In light of these findings, the Observatory, IHD and HRFT formulate several recommendations to the government of Turkey and international actors addressing the situation of civil society and the right to freedom of association in Turkey.
This report follows a three-part series on shrinking civic space in Turkey. The first report, published in July 2020, examined theright to freedom of assembly; the second report, published in May 2021, focused on freedom of association; and the third report, published in June 2022, focused on administrative harassment. The four reports paint a worrisome picture for human rights defenders and civil society in Turkey.
The report was produced under the auspices of the EU-funded programme “A bottom-up approach for protecting and supporting civil human rights actors in post-pandemic Turkey,” which is managed by HRFT in cooperation with FIDH, IHD, and the OMCT. The project started in 2021 and aims to contribute to a transformative human rights struggle through the development and consolidation of democracy and the rule of law and the respect for all human rights and fundamental freedoms in Turkey through advocacy, solidarity, capacity and network building, media activities, sub-granting and support programs.
The Observatory for the Protection of Human Rights Defenders (the Observatory) was created in 1997 by FIDH and the World Organisation Against Torture (OMCT). The objective of this programme is to intervene to prevent or remedy situations of repression against human rights defenders. FIDH and OMCT are both members of ProtectDefenders.eu, the European Union Human Rights Defenders Mechanism implemented by international civil society.
The Human Rights Association (İHD, İnsan Hakları Derneği) was founded on July 17, 1986, by 98 people, including lawyers, journalists, intellectuals, but mainly relatives of political prisoners. The sole objective of IHD is to carry out activities in defense of human rights and freedoms. Together with its headquarters, 27 branches and 7 representations, İHD is Turkey’s biggest non-governmental human rights organisation and has been a member of FIDH since 1996. IHD is also a member of OMCT SOS-Torture Network.
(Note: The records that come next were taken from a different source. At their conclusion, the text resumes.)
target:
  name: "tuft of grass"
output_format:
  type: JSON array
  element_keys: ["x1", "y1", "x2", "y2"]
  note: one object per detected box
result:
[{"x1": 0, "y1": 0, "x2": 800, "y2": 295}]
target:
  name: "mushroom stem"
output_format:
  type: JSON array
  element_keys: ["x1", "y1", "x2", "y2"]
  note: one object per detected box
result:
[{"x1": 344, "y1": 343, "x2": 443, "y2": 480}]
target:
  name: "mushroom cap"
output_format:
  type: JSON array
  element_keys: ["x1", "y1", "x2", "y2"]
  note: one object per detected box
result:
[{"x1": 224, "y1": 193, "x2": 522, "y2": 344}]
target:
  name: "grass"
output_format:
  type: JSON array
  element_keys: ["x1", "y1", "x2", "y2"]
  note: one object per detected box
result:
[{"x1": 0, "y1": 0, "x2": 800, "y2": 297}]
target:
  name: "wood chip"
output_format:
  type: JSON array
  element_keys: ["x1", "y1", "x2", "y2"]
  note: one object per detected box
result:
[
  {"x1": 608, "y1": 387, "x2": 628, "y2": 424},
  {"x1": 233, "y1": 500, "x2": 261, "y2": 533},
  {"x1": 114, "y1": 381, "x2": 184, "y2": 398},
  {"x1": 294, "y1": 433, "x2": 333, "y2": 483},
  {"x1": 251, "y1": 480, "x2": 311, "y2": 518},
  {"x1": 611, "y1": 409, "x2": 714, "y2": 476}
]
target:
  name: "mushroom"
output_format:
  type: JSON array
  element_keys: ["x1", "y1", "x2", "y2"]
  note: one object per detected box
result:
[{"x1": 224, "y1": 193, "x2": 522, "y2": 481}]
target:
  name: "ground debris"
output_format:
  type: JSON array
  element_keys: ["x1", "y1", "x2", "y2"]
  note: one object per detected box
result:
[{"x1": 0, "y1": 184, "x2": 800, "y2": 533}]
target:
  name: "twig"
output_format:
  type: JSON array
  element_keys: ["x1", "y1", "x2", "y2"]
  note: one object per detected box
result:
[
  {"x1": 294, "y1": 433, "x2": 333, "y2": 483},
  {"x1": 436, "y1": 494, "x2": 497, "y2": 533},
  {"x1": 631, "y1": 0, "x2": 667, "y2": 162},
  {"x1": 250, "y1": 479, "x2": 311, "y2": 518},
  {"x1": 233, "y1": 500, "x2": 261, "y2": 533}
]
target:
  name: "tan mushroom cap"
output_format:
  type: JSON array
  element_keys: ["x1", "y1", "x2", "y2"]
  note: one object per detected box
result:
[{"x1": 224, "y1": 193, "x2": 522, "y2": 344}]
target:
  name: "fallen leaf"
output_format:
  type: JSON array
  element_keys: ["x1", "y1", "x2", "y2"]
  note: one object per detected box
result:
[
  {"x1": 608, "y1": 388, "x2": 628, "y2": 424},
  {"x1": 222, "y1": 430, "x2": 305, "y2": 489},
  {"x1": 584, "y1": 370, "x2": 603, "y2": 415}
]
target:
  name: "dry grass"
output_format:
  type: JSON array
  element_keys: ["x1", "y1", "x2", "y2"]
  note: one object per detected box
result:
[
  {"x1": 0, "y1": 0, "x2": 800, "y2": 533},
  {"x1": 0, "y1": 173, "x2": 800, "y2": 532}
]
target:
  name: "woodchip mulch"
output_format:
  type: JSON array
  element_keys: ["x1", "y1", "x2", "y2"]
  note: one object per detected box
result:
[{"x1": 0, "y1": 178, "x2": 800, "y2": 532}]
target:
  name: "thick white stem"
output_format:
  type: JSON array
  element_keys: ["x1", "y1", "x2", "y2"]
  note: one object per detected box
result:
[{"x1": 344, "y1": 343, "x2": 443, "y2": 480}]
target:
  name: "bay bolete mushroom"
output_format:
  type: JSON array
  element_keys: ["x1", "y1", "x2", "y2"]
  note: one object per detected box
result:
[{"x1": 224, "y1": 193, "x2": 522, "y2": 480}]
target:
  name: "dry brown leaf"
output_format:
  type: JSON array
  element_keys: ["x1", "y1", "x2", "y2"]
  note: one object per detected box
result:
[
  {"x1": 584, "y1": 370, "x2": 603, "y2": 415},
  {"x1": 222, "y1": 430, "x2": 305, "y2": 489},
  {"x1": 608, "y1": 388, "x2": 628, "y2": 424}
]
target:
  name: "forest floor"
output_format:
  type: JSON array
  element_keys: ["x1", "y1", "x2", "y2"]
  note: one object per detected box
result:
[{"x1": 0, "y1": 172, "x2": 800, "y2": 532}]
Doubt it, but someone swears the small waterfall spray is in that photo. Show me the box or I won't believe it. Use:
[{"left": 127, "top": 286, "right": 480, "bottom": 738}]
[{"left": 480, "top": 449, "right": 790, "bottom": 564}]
The Human Rights Foundation of Turkey (HRFT) is an internationally recognized civil society organization that has been supporting access to treatment and rehabilitation services for those subjected to torture and other forms of ill-treatment along with their families and has been working to prevent human rights violations most notably torture since 1990. HRFT adopts a holistic treatment approach and abides by the “well-being” definition of the World Health Organization, which includes the physical, psychological, and social well-being of a person. The Foundation has five treatment centers in Istanbul, Izmir, Ankara, Diyarbakır and Van, and a reference center in Cizre.